The best claim that can be made for this show, executed with a collective called Sorkklubben, is that it "challenges preconceptions of what a concert is". Except it doesn't.
It starts reasonably well. Once the warm-up – an aerobics instructor – has piped down, nine cowled figures appear, like monks beamed in from a visiting space ark. They play, or "play", a light sabre on a log, a laser harp and futuristic maracas. Within three songs, however, they've ditched the hoods, dropped the "instruments" – along with any pretence of playing live – and begun prancing about in glittery masks to a backing track. And so it continues. Sometimes they stand in a huddle; sometimes they disappear. Sometimes there are half-baked projections, or uninspiring lights. I've seen acts on a hundredth of the budget making a better fist of performance art.

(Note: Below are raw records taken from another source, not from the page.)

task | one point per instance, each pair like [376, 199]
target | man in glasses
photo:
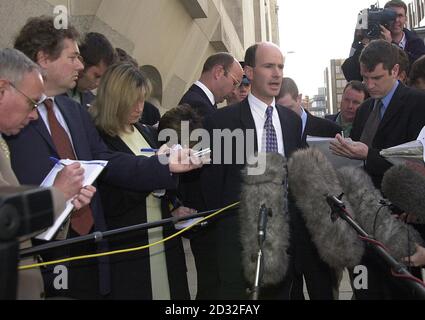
[221, 74]
[21, 86]
[240, 93]
[97, 54]
[65, 130]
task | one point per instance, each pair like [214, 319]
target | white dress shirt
[258, 111]
[206, 90]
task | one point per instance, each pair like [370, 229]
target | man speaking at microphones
[263, 126]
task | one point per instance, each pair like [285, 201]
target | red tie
[81, 220]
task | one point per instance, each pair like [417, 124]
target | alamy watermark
[360, 279]
[228, 147]
[61, 17]
[60, 282]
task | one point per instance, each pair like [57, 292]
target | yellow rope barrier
[32, 266]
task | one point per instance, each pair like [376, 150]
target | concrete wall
[172, 37]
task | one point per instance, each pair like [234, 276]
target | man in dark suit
[313, 126]
[397, 33]
[221, 183]
[352, 97]
[220, 75]
[393, 115]
[64, 126]
[97, 55]
[21, 87]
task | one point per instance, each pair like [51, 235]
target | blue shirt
[387, 99]
[304, 120]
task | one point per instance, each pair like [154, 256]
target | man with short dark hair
[290, 97]
[417, 74]
[66, 130]
[397, 34]
[97, 55]
[352, 97]
[393, 115]
[21, 88]
[220, 75]
[401, 36]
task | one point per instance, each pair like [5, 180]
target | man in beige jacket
[21, 88]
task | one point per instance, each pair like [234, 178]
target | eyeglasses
[236, 82]
[31, 102]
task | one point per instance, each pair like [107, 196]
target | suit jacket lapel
[41, 128]
[247, 121]
[73, 123]
[147, 134]
[117, 144]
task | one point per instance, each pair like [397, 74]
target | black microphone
[262, 210]
[312, 179]
[373, 216]
[405, 188]
[262, 225]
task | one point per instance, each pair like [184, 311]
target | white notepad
[92, 169]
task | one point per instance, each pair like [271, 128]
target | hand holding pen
[69, 180]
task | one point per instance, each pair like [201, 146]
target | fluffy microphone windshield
[405, 188]
[267, 189]
[375, 219]
[311, 179]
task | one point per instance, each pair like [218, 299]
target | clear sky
[314, 32]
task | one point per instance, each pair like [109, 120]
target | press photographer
[391, 28]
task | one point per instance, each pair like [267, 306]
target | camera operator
[396, 33]
[21, 87]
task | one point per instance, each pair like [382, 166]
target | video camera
[369, 21]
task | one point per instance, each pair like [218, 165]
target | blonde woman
[158, 273]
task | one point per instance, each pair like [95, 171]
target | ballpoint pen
[148, 150]
[56, 161]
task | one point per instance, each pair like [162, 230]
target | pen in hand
[149, 150]
[57, 161]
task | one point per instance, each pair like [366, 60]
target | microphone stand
[262, 224]
[99, 236]
[338, 211]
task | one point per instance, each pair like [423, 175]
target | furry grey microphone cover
[405, 188]
[311, 179]
[364, 199]
[265, 189]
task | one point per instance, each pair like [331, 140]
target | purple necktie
[269, 134]
[81, 220]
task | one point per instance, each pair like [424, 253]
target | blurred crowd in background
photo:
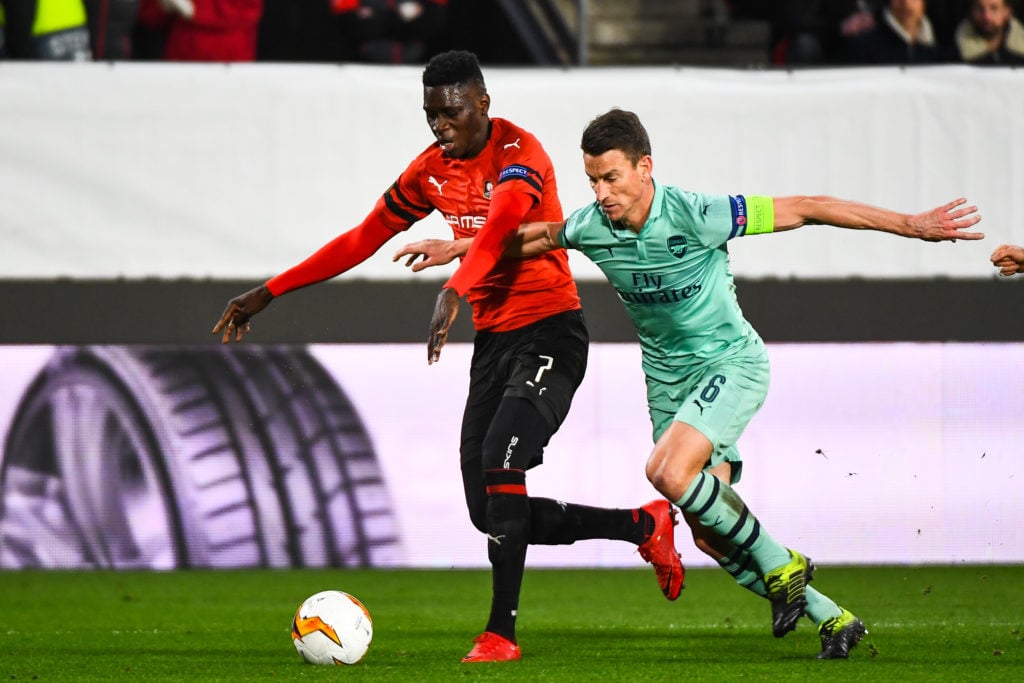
[802, 32]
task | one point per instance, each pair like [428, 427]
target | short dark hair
[616, 129]
[453, 68]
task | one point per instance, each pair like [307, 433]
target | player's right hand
[445, 309]
[432, 252]
[235, 319]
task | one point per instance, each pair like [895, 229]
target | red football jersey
[516, 292]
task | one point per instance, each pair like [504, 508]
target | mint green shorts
[718, 398]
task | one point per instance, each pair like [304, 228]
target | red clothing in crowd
[219, 30]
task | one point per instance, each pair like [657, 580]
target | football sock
[820, 606]
[554, 522]
[740, 566]
[720, 509]
[508, 535]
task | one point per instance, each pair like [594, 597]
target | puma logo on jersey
[439, 185]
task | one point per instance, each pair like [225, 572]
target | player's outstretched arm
[427, 253]
[945, 223]
[1009, 259]
[236, 317]
[531, 240]
[535, 239]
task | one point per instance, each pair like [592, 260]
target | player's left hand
[445, 310]
[432, 252]
[947, 222]
[1009, 259]
[235, 319]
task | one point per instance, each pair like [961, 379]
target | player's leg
[547, 368]
[839, 629]
[712, 410]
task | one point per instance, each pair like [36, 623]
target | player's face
[990, 16]
[458, 118]
[623, 188]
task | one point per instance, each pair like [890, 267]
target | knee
[670, 477]
[478, 515]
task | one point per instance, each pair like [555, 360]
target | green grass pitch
[925, 624]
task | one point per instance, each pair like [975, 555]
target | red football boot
[492, 647]
[659, 548]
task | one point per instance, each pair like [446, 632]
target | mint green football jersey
[674, 276]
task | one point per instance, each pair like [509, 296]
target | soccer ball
[332, 627]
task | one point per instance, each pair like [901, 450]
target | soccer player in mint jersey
[486, 176]
[663, 249]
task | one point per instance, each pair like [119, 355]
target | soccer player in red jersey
[486, 176]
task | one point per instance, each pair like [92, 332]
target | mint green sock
[720, 509]
[739, 566]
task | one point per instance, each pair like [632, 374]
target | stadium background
[137, 199]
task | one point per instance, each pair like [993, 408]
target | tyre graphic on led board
[177, 457]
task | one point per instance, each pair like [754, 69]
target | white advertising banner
[347, 455]
[239, 171]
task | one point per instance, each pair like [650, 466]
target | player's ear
[645, 166]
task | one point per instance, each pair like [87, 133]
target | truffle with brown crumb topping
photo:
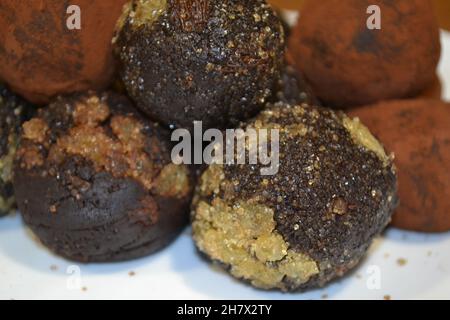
[216, 61]
[94, 180]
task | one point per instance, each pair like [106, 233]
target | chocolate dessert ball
[40, 57]
[311, 222]
[348, 64]
[216, 61]
[292, 88]
[95, 183]
[13, 111]
[418, 132]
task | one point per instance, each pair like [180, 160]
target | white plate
[400, 265]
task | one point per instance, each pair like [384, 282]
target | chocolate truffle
[418, 132]
[94, 180]
[216, 61]
[348, 64]
[13, 111]
[311, 222]
[40, 57]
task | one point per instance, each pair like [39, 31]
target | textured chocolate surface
[418, 132]
[13, 111]
[99, 192]
[347, 64]
[216, 61]
[333, 194]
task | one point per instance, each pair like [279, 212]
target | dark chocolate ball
[41, 57]
[13, 112]
[94, 180]
[418, 132]
[348, 64]
[217, 61]
[311, 222]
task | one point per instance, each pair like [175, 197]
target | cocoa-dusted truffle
[312, 221]
[217, 61]
[13, 112]
[348, 64]
[418, 132]
[41, 58]
[95, 182]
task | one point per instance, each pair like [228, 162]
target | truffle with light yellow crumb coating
[310, 223]
[94, 180]
[216, 61]
[13, 112]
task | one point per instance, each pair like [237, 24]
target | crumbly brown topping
[243, 236]
[331, 196]
[114, 143]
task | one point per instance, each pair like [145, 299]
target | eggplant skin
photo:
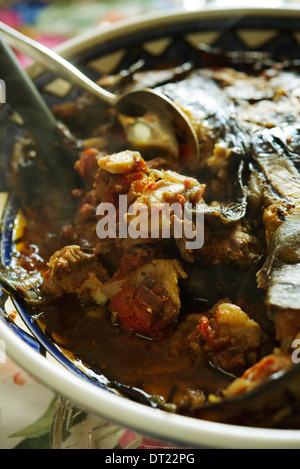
[256, 408]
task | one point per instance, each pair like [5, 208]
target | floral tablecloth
[27, 408]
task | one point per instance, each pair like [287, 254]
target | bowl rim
[117, 409]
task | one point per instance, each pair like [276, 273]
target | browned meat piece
[72, 271]
[227, 338]
[147, 301]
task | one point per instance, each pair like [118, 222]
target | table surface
[27, 407]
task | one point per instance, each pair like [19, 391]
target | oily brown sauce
[84, 332]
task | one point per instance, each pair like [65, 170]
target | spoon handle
[23, 96]
[54, 62]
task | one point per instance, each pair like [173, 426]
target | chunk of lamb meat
[258, 373]
[72, 271]
[227, 338]
[147, 300]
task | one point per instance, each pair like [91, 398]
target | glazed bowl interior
[155, 39]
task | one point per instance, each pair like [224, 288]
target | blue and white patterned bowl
[154, 38]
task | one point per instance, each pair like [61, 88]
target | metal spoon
[133, 102]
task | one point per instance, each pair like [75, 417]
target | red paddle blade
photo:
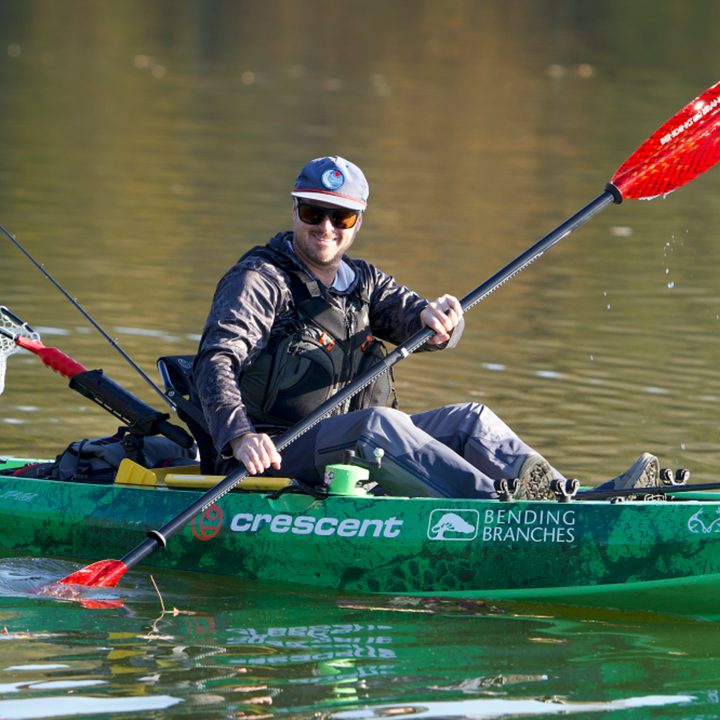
[683, 148]
[105, 573]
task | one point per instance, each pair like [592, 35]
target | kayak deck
[662, 556]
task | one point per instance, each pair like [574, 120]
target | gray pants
[456, 451]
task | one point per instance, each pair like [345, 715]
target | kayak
[639, 555]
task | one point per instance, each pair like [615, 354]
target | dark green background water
[144, 146]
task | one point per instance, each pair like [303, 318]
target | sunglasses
[314, 215]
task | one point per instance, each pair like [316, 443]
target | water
[145, 146]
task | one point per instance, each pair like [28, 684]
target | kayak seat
[176, 374]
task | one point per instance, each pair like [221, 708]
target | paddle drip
[679, 151]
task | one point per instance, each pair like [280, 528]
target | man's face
[321, 246]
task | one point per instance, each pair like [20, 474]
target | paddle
[683, 148]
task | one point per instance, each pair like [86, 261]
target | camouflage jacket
[254, 301]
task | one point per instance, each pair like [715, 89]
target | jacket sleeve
[395, 312]
[242, 315]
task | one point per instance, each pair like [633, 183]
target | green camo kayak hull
[657, 556]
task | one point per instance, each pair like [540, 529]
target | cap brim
[331, 198]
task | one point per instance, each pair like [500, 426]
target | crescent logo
[208, 525]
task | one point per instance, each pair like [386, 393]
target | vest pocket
[304, 377]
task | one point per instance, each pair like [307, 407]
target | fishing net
[11, 324]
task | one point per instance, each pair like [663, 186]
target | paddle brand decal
[702, 111]
[453, 524]
[306, 525]
[537, 526]
[696, 525]
[207, 525]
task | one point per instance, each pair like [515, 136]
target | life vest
[310, 360]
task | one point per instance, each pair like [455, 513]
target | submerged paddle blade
[683, 148]
[105, 573]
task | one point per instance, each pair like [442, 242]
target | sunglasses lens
[311, 214]
[314, 215]
[343, 219]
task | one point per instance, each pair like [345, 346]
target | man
[296, 320]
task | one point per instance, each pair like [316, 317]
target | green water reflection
[232, 649]
[144, 149]
[145, 145]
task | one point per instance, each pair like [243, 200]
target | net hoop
[8, 347]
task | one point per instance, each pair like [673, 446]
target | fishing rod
[114, 343]
[681, 149]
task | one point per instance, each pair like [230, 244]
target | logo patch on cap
[332, 179]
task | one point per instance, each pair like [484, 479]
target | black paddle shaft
[158, 538]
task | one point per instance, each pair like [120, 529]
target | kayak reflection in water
[296, 320]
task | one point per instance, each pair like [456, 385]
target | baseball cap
[333, 180]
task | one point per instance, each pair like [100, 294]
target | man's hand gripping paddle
[683, 148]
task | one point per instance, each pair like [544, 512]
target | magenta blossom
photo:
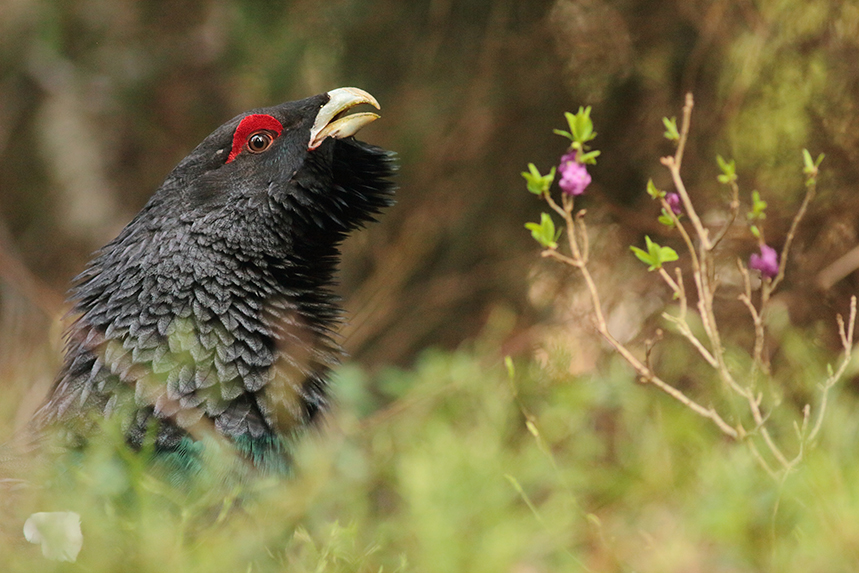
[767, 262]
[673, 200]
[574, 175]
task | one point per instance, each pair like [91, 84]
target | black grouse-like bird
[210, 318]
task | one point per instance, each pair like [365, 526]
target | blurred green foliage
[454, 466]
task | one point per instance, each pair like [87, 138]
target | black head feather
[211, 313]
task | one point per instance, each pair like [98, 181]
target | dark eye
[259, 141]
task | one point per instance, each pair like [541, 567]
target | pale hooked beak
[331, 121]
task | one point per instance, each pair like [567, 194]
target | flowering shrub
[751, 423]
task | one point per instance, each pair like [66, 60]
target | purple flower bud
[673, 200]
[574, 175]
[767, 262]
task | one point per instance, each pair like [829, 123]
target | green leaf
[729, 170]
[655, 254]
[544, 231]
[810, 167]
[653, 191]
[589, 158]
[538, 184]
[563, 133]
[759, 207]
[671, 132]
[581, 127]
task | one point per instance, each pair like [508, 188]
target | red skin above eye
[249, 125]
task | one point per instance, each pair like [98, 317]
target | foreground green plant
[745, 383]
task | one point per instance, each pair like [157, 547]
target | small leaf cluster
[544, 232]
[810, 167]
[581, 132]
[538, 184]
[729, 170]
[655, 255]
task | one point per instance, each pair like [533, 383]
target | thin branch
[785, 252]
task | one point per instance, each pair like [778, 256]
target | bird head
[212, 310]
[272, 173]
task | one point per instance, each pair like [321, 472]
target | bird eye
[259, 141]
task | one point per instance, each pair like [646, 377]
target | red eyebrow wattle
[247, 126]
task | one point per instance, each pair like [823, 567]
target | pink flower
[574, 175]
[767, 262]
[673, 200]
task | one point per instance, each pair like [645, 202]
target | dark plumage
[211, 315]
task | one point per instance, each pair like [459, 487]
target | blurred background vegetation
[428, 463]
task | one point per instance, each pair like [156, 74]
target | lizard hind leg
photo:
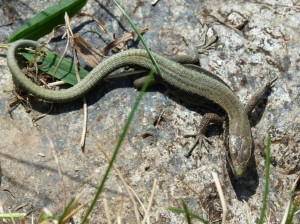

I'm no authenticist, but Karin Dreijer-Andersson has a voice that conveys tragedy and heartbreak like few others, and I want to hear it. I'm later told that some of the vocals, drums and percussion are live, but I'm sceptical. On "Ready to Lose", Karin sits at a keyboard and seems to be singing, but I sneak round the back where I can see that her keyboard is a hollow prop. Then we're back to the show, a bad Butlins troupe in Lycra and tinsel. As a piece of modern dance, it's barely adequate. As a Knife concert, it sucks.
Tell people you're going to a Chas & Dave (Concorde 2, Brighton ****) gig, and they smile. The reason, however, can vary. Sometimes, it's fondness at the memory of "Gertcha" or "Rabbit". Sometimes it's a condescending smirk.
But Chas Hodges and Dave Peacock are a fascinating phenomenon: the "novelty" act that refuses to die. (They've retired and unretired three times in recent years). Not only the guardians of a working-class London musical tradition, Chas & Dave are inventors of one, in the shape of "Rockney", their own style (and the name of their record label), which combined old-time East End pub sing-songs with American boogie-woogie. They'd never call it anything as pretentious as "fusion", but that's exactly what it is.
And they are, simply, terrific fun. Chas is the owner of a surprisingly potent rock'n'roll voice in the Noddy Holder envelope, and a fearsome pianist: his knuckles are a blur. Meanwhile, Dave is easily the match of (say) John McVie for musicianship, but wouldn't dream of being showy enough to prove it. They still draw a devoted flat-capped crowd of cockneys and mockneys: the Concorde 2 has to widen its doors to accommodate that big-elbowed, big-kneed walk they all do. And there's an insane pubstep "pie-and-mash-up" of "The Sideboard Song" with a Pendulum track, in which they express indifference as to whether 'ee comes round 'ere at 180bpm.
The peak is a deafening, arm-waving singalong to their biggest hit "Ain't No Pleasing You", a genuinely great rolling blues ballad which, were it written by a Fats Domino, would be venerated to the heavens by the cognoscenti.
One day, when they finally do give it a rest, we'll realise what a peculiarly wonderful thing they were. Until then, Chas & Dave concerts will still be raising smiles, for all the right reasons.